I can’t stop eating. This has happened before. Pre-Peace Corps I ate everything in site with, of course, the rational that I wasn’t going to get to eat my favorite foods for some years. I gained twenty pounds in two months. Before I left I didn’t have a pair of pants that fit, and for the entire plane ride to Armenia I had my pants unbuttoned.

Now I’m moving across the country. Last night my mother made a pie consisting mostly of cream cheese and condensed milk, and while it is my favorite pie in the world, that is no excuse for eating multiple slices in a row. I’m fairly certain that Minnesota will provide me with the four necessary ingredients for said pie should I require it, so no Peace Corps excuse this time. No, this is stress binging. Moving is stressful, and while for the last two months I’ve been faithfully going to the gym, currently I am most active when confronted with Tex-Mex.

I spent the early part of this week starting my job at the American Refugee Committee while also looking for apartments. I had about 36 hours to see as many apartments as possible. I met a lot of really interesting characters. I stood on floors I was sure were going to move from under my feet, and I learned to date a building by its smell. In apartment hunting you’ll see more ugly than pretty, and after finally deciding on one great place, I went to claim it with my application only to find that I’d been beat to the desk thirty minutes earlier. I did settle on a great apartment in a neighborhood I’m happy to live in, but the push-pull of that apartment-hunting ride still has me feeling queasy.
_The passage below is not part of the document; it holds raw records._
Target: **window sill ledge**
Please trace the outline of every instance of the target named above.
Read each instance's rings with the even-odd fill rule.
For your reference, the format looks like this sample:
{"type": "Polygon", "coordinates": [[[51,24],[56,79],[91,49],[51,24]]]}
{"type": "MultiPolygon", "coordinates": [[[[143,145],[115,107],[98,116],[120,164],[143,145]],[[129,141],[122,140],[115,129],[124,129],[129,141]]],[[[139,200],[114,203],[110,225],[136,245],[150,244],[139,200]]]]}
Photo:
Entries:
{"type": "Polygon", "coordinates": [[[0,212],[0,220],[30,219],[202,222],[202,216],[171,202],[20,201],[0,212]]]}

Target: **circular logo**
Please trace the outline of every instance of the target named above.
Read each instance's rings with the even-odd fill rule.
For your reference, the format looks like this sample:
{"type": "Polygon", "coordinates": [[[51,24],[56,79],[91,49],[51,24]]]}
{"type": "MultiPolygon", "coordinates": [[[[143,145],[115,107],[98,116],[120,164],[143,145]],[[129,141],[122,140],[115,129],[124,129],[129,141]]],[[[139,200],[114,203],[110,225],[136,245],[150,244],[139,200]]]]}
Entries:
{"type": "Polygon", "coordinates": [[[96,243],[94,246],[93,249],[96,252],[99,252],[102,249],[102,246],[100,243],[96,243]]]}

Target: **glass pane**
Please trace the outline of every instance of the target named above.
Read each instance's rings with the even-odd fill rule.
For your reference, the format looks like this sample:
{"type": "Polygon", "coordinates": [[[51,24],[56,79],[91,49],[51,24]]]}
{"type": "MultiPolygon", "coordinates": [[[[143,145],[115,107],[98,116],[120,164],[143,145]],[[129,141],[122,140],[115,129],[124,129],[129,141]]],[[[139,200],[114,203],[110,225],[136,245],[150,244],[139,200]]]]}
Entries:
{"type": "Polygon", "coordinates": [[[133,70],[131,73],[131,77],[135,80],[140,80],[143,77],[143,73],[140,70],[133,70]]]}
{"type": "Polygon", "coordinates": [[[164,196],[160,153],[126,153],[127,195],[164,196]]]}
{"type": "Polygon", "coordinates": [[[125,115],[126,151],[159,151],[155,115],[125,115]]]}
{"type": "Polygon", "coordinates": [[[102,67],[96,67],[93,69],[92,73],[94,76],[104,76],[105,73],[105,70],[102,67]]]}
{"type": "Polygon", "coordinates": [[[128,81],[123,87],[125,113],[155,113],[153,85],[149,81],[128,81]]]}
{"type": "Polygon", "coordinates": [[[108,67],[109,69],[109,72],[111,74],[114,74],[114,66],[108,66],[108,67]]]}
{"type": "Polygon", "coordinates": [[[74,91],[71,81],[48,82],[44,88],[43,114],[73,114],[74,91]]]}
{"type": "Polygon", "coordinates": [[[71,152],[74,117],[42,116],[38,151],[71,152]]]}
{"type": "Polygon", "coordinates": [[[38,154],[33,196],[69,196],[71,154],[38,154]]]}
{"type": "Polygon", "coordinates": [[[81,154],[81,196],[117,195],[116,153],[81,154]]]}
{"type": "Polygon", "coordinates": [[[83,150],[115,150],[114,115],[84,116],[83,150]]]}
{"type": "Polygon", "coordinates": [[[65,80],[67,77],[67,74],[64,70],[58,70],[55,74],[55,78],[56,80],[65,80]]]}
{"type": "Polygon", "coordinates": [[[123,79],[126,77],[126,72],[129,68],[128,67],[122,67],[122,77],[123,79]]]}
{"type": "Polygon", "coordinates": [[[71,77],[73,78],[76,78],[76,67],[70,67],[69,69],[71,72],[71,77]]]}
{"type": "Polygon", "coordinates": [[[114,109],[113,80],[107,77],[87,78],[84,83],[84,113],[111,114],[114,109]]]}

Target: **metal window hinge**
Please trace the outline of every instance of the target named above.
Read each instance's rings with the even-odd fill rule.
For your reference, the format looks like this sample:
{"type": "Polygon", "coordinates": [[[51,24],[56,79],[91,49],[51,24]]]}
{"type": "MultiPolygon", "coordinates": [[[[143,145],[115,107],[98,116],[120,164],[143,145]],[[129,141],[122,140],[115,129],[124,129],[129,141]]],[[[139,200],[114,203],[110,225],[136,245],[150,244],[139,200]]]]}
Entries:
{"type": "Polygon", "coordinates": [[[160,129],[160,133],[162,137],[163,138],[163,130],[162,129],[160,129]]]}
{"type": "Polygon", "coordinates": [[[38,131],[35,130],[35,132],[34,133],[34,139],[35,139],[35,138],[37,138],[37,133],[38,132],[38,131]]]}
The other fire still burning is my broken car. The head gaskets are warped, and the machine shop they sit in won’t give me a straight answer as to when they’ll be finished. I’m supposed to drive to Minneapolis in two days. My mechanic took my little car baby apart, and now pieces of its head are somewhere far from its body, held hostage by someone I can only guess is grinning in a greasy chair, stroking his cat and twisting his own whiskers.

In happier news, my job is already amazing. Monday, my first day at work in the Twin Cities, showed me a great time. That first-days-of-fall feeling was in the air. The sun was shining, and I spent the entire afternoon walking around the city and talking to strangers. I met great people who are going to be part of my first piece for ARC (I’ll share it here soon!). I was walking around the park, sunny day, friendly strangers, talking, filming, noticing, creating, and I thought, ‘OHMYGOD, THIS IS MY JOB.’ That’s a good feeling to have on day one, amirite?

Second positive is that great feeling Minneapolis gave me. I realized that I’ve never actually resided in a place whose population was greater than 120,000 people. And this big city gave me that urge, the one that compels you to sing, “Moving on up!” Which I did. While stuck in traffic. Because it was traffic on a beautiful street in a the biggest city I’ve ever lived in. I am currently filled with some joy about all of this, so despite the apartment-hunting spins and the uncertain transportation, I am still tapping my feet and smiling like I won the lottery. It feels like I kinda did.